When relief doesn’t show up?

Schools tend to say that that staff must stay out on duty. Imagine a court hearing – would they think your lunch break or the prevention of harm to kids was a greater priority? There are systems in place at some schools that help staff remember when they are on duty, and provide the steps to get a reliever when someone forgets. If the problem is more than occasional, you should document it and insist the school sets up a system to ensure that relief is available. You have a legal right to a lunch break and, while you might accept a shorter break on the odd occasion, a systematic failure to ensure you get your break exposes the school to penalties.

Off campus supervision

Some schools have instituted supervision at train/tram stations away from the school. By doing this, the school exposes itself to extended liability (as it then has some authority and control over events well outside the school grounds). The obligations of school staff remain the same as if they were in the school grounds.

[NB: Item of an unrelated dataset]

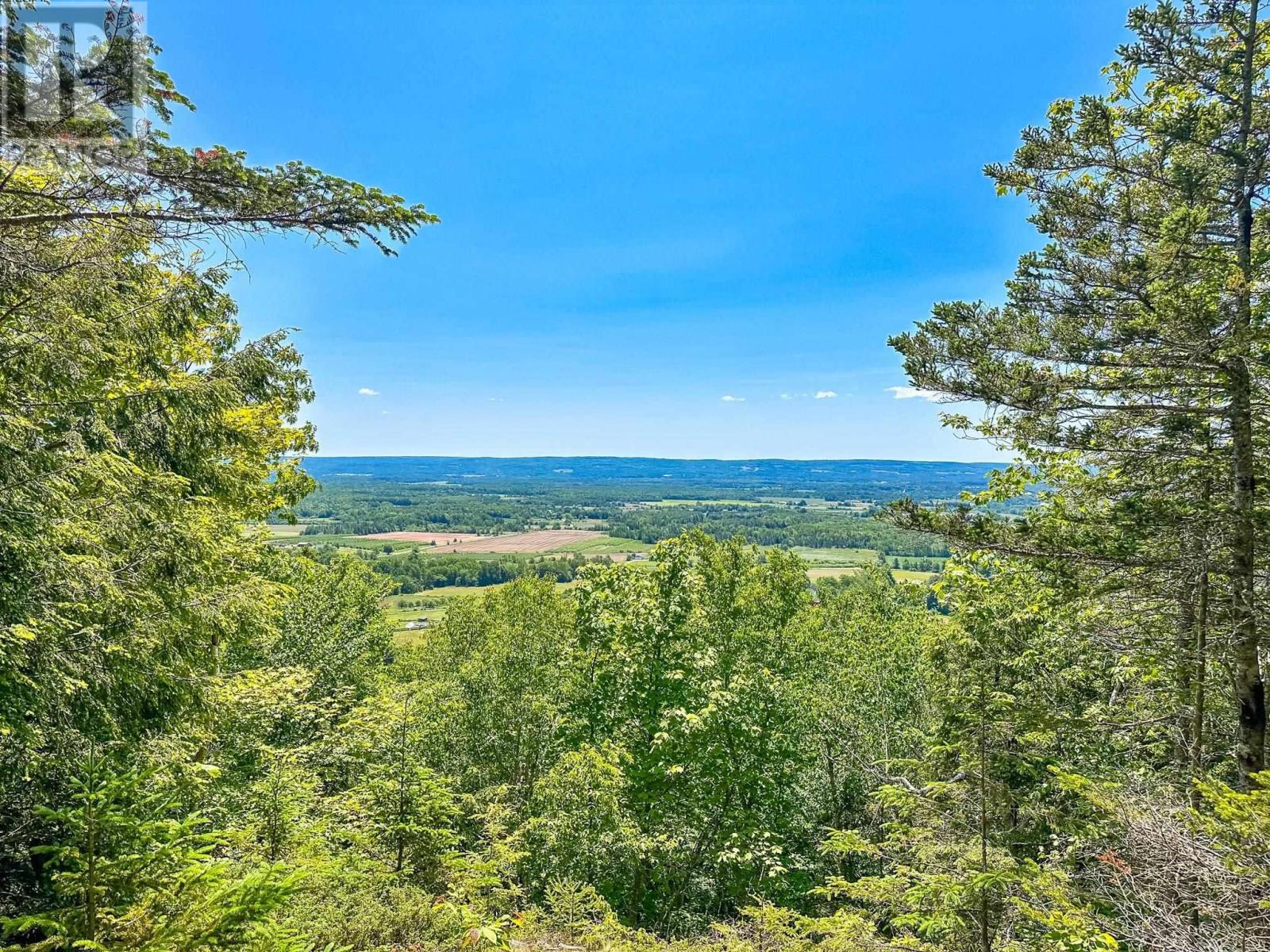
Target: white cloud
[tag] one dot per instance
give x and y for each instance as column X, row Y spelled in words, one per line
column 910, row 393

Other schools have introduced policies requiring staff to report misconduct occurring off the school grounds (students smoking or wearing uniform incorrectly in public). As a guide you can only report what you are absolutely certain of. If you are not on duty, you have no authority to investigate. The measure of the right response is what is ‘reasonable in all the circumstances’.

Being sued

It’s extremely rare for school staff to be sued over supervision, let alone found negligent. Normally an aggrieved parent will sue the school, not least because, if found negligent, they are more likely to have the resources to pay damages. If sued, staff will normally be indemnified by their school. In NSW, employees acting in the course of duty must by law, be indemnified by their employer in almost all circumstances. In other states if you are sued, you should check whether your IEU membership includes professional indemnity insurance.

Further Information

For further information and advice contact your IEU office.

Yard duty hints
  • Keep a roving eye and move around systematically.
  • Report every incident.
  • Don’t participate in schoolyard activities when you should be supervising.
  • Raise every instance where relief doesn’t arrive in writing.